Interview: Ayman Al Sayari

How are rising interest rates expected to impact domestic financial sector performance?

AYMAN AL SAYARI: Strong fundamentals, combined with the continued positive momentum provided by public spending, mean that we expect the interest rate increases to have a modest effect on the domestic economy. Recent statistics have underlined the strength of the banking sector. Credit to the private sector continued on a growth trajectory, recording an annual increase of 9.6% in June 2023, while credit to the public sector witnessed an annual increase of 11.3% that same month. Higher interest rates are likely to benefit domestic banks in terms of higher net margins supported by lower funding costs – given the sizeable portion of non-interest-bearing deposits, which represented around 57.5% of the deposit base as of the second quarter of 2023. Financial soundness indicators continue to be positive, with capital and liquidity surpassing the minimum Basel requirements, as well as low default rates and adequate levels of coverage.

What policies can ensure that micro-, small and medium-sized enterprises (MSMEs) receive adequate support from financial institutions?

AL SAYARI: SAMA is an important stakeholder in terms of the development and implementation of the Financial Sector Development Programme (FSDP), a key part of Vision 2030. One of the goals of the FSDP is to increase the percentage of MSME financing within the banking system to 11% by 2025, building upon a baseline of 5.7%. As of the second quarter of 2023, this ratio had increased to 8.4%.

SAMA also supports MSME financing by non-bank financial institutions, such as finance companies, whose exposure to MSMEs stood at 21.9% of their total lending in the first quarter of 2023, up from 16.3% in 2018. With the entry of digital banks and other financial technology (fintech) providers into the market, further innovation will likely contribute to an increase in lending to MSMEs.

In what ways is the open banking policy enhancing broader financial capabilities?
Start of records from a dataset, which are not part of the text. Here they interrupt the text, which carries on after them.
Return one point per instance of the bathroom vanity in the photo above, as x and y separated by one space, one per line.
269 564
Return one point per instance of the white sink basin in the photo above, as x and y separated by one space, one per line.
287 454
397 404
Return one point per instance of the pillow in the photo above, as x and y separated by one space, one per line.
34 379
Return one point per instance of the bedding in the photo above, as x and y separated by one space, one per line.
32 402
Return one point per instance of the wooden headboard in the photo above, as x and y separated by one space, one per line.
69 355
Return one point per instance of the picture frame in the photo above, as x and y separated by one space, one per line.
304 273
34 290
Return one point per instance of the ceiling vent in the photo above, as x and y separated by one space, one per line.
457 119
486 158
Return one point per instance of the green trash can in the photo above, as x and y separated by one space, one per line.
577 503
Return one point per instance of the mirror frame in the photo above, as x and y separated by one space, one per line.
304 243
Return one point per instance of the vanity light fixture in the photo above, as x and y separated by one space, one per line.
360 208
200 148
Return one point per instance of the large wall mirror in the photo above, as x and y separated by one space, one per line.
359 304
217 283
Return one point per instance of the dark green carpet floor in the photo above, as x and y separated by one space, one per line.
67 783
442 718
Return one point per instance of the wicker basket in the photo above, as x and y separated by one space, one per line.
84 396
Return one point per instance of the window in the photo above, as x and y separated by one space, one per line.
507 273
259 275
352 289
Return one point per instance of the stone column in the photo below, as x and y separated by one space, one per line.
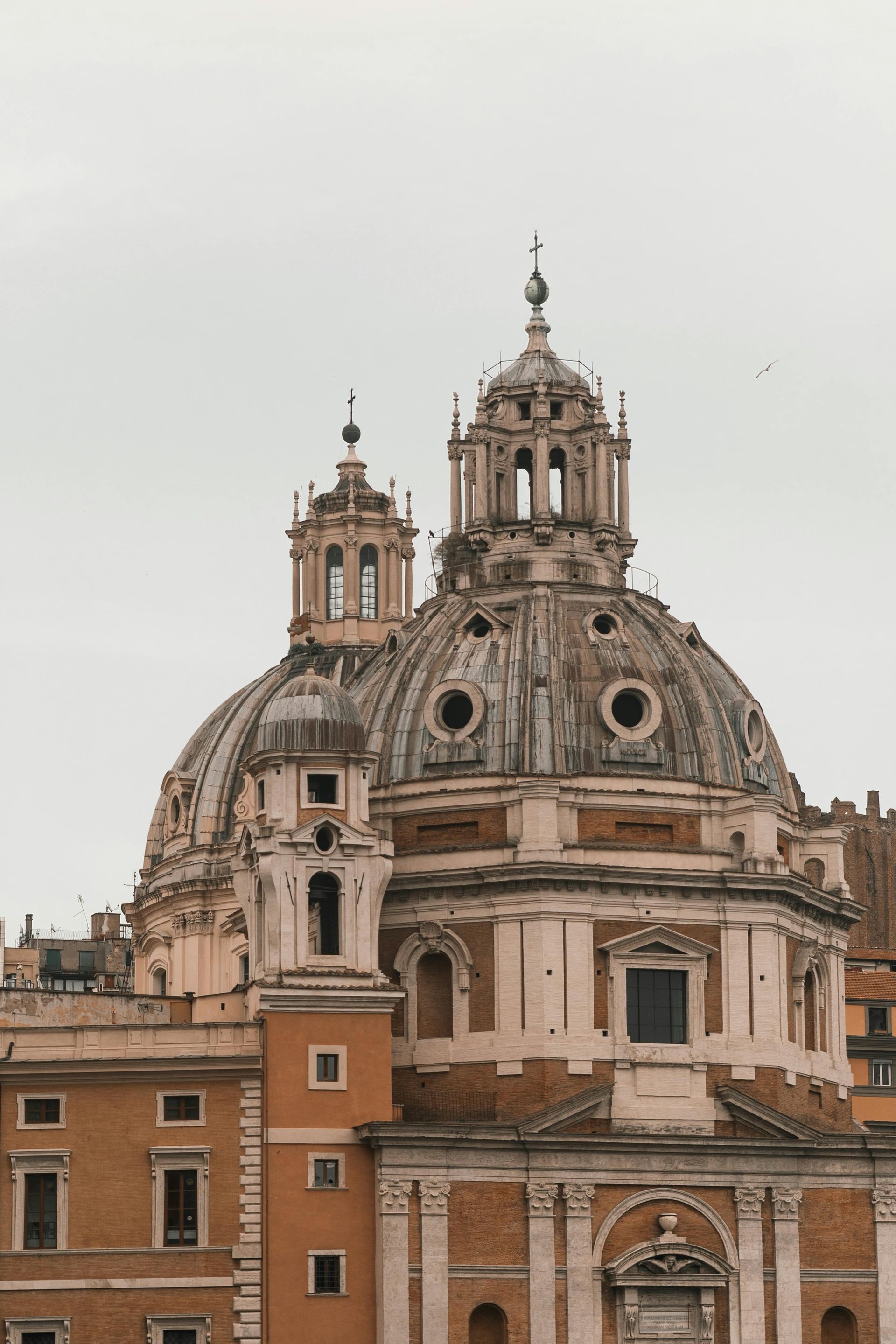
543 1327
392 1305
623 455
434 1259
455 457
785 1206
753 1295
884 1204
580 1277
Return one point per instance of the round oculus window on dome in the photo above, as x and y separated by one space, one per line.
453 710
630 709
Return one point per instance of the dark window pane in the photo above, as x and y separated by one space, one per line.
327 1273
656 1006
328 1069
326 1172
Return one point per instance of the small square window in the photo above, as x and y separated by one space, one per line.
882 1073
326 1172
42 1111
328 1069
183 1108
323 788
327 1274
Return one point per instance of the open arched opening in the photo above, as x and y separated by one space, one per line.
557 482
525 483
434 996
839 1327
335 582
488 1324
323 916
370 605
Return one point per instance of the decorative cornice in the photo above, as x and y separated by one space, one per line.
785 1202
750 1201
540 1201
434 1197
394 1197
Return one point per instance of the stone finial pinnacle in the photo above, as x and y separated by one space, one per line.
624 428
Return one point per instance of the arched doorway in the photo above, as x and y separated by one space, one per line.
839 1327
488 1324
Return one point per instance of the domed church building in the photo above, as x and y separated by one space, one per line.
546 973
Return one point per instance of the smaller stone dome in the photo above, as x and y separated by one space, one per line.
311 714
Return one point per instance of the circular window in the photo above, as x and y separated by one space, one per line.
754 730
630 709
453 710
456 711
324 839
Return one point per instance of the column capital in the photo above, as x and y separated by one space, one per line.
540 1199
578 1201
434 1197
750 1201
884 1201
394 1197
785 1202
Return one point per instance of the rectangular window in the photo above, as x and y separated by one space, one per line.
656 1006
42 1111
182 1207
323 788
41 1211
882 1073
326 1172
327 1273
328 1069
182 1108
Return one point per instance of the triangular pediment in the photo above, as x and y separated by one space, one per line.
658 941
555 1119
765 1119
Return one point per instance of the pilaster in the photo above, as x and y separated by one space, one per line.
884 1204
749 1201
580 1277
542 1264
392 1225
434 1197
785 1207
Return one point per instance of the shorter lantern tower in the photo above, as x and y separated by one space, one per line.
347 554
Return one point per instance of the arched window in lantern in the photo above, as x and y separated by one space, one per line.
370 607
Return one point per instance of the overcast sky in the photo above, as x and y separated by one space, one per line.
218 217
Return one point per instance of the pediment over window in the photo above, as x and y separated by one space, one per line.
658 941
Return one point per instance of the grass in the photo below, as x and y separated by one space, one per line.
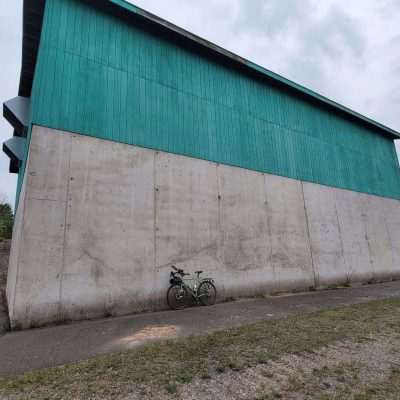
168 364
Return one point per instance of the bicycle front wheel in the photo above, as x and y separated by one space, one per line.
207 293
177 297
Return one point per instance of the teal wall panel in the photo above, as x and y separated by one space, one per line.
100 76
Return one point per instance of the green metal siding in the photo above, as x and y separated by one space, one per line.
100 76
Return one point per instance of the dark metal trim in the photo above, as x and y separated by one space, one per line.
17 111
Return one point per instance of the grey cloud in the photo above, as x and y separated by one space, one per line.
333 34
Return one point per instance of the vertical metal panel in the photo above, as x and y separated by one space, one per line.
99 76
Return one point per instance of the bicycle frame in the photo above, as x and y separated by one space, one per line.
192 289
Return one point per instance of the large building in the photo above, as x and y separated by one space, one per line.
139 145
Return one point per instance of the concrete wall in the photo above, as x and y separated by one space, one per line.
99 224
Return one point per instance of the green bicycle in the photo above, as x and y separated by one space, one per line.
201 290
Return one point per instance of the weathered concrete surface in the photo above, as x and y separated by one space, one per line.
325 234
47 347
290 244
100 223
5 247
108 265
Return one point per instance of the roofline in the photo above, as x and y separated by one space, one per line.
127 11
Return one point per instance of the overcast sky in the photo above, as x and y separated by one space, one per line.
347 50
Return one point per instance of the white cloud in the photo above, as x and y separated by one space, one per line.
346 50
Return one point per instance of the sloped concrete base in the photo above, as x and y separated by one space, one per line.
99 224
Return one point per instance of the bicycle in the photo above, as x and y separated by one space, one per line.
182 289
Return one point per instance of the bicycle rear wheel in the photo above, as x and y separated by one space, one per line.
207 293
177 297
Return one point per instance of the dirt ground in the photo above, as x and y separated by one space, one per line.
350 352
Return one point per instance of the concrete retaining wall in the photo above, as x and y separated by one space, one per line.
99 224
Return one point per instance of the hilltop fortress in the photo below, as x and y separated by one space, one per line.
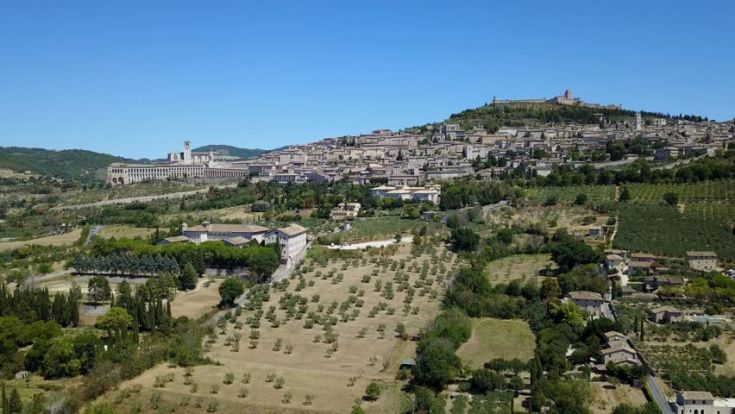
418 156
179 165
566 99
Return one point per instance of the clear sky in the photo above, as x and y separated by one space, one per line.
135 78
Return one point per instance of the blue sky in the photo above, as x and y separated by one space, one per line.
136 78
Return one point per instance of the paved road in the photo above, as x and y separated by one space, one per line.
365 245
33 280
657 391
607 312
141 199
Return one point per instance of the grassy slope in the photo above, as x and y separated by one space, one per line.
76 164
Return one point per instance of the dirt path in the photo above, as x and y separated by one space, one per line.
141 199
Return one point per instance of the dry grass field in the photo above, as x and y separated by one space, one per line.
521 267
122 231
65 239
497 338
286 354
197 302
605 396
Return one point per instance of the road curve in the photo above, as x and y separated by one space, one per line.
141 199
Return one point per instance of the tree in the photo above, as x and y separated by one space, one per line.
437 364
550 288
671 199
99 289
15 405
625 194
263 262
484 380
428 402
5 402
188 278
372 392
465 239
230 290
116 322
568 252
581 199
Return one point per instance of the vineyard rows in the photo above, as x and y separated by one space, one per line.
595 193
723 191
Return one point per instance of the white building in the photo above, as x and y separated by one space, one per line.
292 239
180 165
702 402
235 233
703 261
429 194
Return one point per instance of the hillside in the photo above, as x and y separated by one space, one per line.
74 164
494 116
230 150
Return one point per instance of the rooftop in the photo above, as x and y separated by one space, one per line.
585 295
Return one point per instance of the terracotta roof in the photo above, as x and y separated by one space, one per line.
618 347
702 254
585 295
236 240
697 395
665 309
177 239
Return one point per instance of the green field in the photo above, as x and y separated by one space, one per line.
378 228
521 267
595 193
496 338
707 191
664 230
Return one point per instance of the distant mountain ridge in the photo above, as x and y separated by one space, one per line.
72 164
245 153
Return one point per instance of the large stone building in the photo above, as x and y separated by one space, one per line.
179 165
291 238
702 261
702 402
AL SAYARI: The open banking policy is one of the most important initiatives of the fintech pillar of the FSDP. Open banking has significant potential to offer new products and services to Saudi consumers and businesses and foster a more dynamic and resilient financial ecosystem. Open banking will stimulate competition and innovation within the financial sector by allowing permitted third-party providers access to financial data with customer consent.
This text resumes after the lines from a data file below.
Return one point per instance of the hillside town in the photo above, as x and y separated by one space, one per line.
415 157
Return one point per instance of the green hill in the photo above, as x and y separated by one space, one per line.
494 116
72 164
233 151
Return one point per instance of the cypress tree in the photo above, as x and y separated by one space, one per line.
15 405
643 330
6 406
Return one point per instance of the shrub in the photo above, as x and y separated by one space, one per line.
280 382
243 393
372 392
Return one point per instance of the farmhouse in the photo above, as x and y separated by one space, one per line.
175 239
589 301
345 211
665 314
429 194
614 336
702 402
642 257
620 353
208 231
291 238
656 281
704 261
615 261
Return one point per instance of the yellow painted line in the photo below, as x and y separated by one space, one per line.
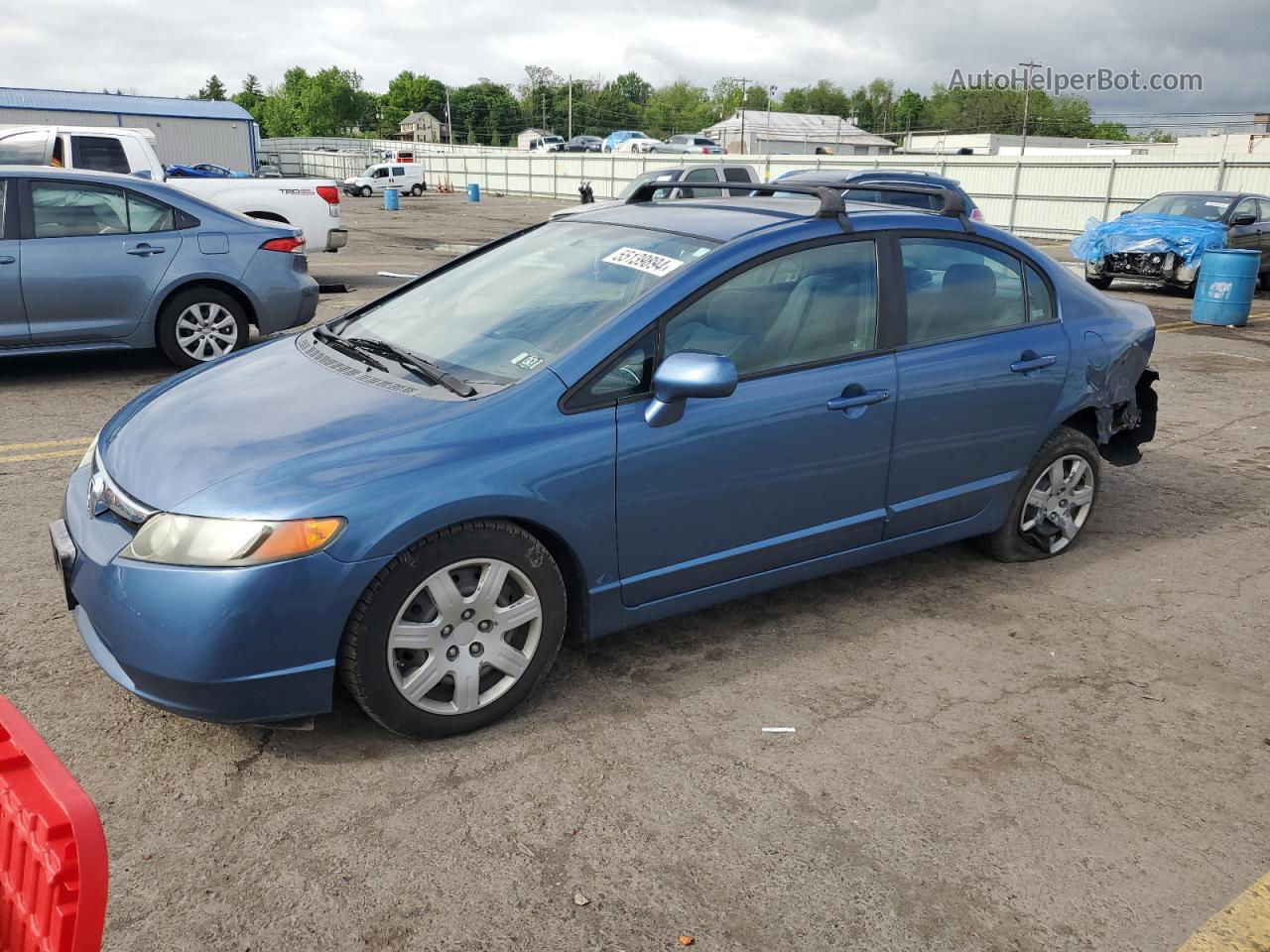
44 444
1241 927
53 454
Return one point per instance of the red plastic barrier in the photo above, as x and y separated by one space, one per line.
53 849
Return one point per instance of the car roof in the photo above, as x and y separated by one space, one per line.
724 220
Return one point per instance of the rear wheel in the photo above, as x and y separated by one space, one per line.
1053 503
200 325
456 631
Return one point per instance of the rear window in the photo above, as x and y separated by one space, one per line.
99 154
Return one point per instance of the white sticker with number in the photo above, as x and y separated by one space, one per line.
647 262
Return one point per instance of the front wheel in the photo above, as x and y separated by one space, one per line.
1053 503
456 631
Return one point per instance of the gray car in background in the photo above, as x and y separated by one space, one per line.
100 262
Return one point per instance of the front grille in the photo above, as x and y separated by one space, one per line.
1148 264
This enables the development of new and personalised products and services, including enhanced financial management and literacy apps, as well as tailored lending solutions for individuals and small businesses that were previously underserved. This new era of consent-based data sharing should help strengthen relationships between consumers and financial institutions, and enhance confidence in the financial sector.

SAMA has adopted a regulatory-driven, decentralised approach to implementing open banking. To accelerate the development of open banking services in the Kingdom, in December 2022 SAMA announced the launch of its Open Banking Lab. The lab will provide banks and fintechs with a technical testing environment to enable them to develop, test and certify their open banking services to ensure compatibility with the Open Banking Framework. The presence of a favourable regulatory environment and growth opportunities are key factors that will support the growth of new Saudi fintech innovators and attract international investors as well as business partnerships and joint ventures. As of year-end 2022 the fintech segment had made noticeable progress, exceeding several key metrics. In 2022, 147 fintech companies operated in the Kingdom compared to the target of 116. This number grew to 183 as of the second quarter of 2023. Meanwhile, cumulative investment in fintech in 2021-22 reached SR4.1bn ($1.1bn), far surpassing the target of SR446m ($119m).